Dirk Bogarde was undoubtedly blessed. His father was the art editor of the Sunday Times, his mother was a former actress, and the family was more than comfortably off. Their home was on the Sussex Downs,and the children seemed to live their lives out of doors, coming home only for practical necessities. That included meals and those were reported frequently, and always with loving detail.
“It was shepherd’s pie and runner beans for lunch, and Daddies sauce. Which was a particular treat because it was never allowed in the dining room when our parents were there, which seemed a pit because it had a quite interesting picture on it of a very happy father and mother and their children, and the father was smiling like anything and holding the bottle of sauce. That was why it was called Daddies, you see. But it was a very good sauce anyway, and it went down a treat, as Lally said, with a bit of shepherd’s pie. And then there was treacle tart for pudding, only because it was still summertime, and we’d had it hot the day before. We had it cold with clotted cream from the Court Dairy, and it was really pretty good, all sticky and crinkly.”
The voice and the words there, and throughout this memoir are those of a child. They are simple, precise and unsentimental, and they paint pictures beautifully. But they are filtered through an adult understanding. The boy didn’t understand the significance of the words ‘she might lose it’ when his mother fell on the stairs but the adult did, and so the boy reported that incident.
Those moments like that were the smallest of distractions; I was completely captivated by this evocation of an idyllic childhood. There was little incident – just an occasional visitor, an occasional trip – but young lives were lived.
Lally was indispensable. She had been nanny – she still was, even though her charges considered themselves far too grown up for these things – and she kept the household running smoothly. It is to her that this book is dedicated.

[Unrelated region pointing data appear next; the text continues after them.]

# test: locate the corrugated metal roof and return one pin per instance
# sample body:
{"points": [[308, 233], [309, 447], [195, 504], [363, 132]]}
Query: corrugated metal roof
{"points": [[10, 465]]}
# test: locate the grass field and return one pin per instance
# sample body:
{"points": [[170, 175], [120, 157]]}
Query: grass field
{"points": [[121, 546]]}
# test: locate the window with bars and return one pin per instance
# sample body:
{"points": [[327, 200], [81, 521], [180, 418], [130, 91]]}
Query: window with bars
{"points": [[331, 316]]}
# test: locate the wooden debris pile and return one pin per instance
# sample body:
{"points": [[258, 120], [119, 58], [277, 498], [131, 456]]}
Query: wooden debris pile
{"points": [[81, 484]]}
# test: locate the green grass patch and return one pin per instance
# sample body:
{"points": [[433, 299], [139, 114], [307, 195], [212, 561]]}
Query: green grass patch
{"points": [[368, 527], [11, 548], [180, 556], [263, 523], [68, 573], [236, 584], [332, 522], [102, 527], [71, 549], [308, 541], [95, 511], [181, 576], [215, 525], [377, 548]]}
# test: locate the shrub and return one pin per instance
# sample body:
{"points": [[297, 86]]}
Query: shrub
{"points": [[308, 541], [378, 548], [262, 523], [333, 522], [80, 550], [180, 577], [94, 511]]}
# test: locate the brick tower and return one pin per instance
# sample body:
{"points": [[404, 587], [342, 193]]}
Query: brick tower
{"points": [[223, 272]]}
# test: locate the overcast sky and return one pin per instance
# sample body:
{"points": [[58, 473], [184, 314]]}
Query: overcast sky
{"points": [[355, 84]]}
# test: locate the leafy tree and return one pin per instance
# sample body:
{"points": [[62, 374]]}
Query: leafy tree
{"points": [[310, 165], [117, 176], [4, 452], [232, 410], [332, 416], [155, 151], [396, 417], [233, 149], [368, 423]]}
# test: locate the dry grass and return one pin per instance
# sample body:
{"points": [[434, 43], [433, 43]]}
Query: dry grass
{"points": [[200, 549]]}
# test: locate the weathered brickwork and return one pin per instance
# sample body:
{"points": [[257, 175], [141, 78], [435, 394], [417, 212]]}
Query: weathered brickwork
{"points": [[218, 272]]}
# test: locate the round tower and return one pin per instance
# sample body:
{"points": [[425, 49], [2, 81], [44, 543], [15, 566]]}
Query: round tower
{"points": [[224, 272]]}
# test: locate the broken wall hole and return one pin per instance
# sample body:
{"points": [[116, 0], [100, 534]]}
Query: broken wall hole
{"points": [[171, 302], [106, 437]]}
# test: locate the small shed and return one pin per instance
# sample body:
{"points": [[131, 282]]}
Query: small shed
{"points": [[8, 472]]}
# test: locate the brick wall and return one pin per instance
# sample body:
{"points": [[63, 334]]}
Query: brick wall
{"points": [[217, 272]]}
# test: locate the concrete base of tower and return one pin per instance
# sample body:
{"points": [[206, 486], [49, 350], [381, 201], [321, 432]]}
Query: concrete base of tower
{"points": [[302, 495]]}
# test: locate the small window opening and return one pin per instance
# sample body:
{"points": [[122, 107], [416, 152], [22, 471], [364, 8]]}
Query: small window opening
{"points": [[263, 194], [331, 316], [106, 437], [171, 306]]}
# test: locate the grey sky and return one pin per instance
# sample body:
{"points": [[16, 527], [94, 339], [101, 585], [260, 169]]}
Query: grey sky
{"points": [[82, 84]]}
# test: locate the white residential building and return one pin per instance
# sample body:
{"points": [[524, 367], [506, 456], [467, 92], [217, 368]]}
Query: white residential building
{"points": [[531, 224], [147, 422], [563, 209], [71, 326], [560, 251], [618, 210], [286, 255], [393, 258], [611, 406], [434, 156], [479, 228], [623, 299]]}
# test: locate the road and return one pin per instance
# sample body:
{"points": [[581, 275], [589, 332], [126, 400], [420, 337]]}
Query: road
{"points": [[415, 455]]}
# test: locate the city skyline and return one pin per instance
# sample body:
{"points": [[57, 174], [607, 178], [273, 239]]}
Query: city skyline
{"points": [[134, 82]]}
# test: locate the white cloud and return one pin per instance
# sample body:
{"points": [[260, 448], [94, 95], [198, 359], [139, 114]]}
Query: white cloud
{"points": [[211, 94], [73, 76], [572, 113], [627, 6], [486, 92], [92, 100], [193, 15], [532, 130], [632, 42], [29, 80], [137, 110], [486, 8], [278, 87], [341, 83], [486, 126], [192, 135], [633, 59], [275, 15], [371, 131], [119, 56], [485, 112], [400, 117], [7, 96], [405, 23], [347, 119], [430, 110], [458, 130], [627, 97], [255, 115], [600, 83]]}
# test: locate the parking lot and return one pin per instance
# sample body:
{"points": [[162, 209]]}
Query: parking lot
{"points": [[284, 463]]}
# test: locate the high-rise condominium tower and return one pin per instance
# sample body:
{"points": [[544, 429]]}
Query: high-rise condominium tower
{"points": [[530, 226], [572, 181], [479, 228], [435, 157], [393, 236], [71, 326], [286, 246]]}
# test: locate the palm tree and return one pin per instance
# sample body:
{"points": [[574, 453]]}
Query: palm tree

It is the story of a happy family, in a world that would soon be changed forever by World War II.
The highlight came at Christmas.
“The most beautiful tree you’ve ever seen. All gold and silver. Shining in the firelight. And we all cried out in surprise, and our father said the only thing was not to touch it really, because it was all made of holly branches and he’s had to paint all the leaves gold and silver by hand and it had taken him half the night. Our mother said that was his punishment for forgetting the tree in the first place, and Lally said it was a good thing she wasn’t about to do any washing because her clothes’ prop was now covered in holly and thick as a hedgehog with nails, and our father said that there was quite a gap in the fence down at the Daukeses’ cottage.”
And the lowest moments where when Lally fell ill. The terrible fear that she might die, that she might not be coming back. And the realisation that, loved though she was, she was not one of the family and came from a very different world.
Everything important in a young life is here, sights, sounds, incidents perfectly recalled more than fifty years after the fact.
The result is a lovely little book, with the power to pull you back to another time and place.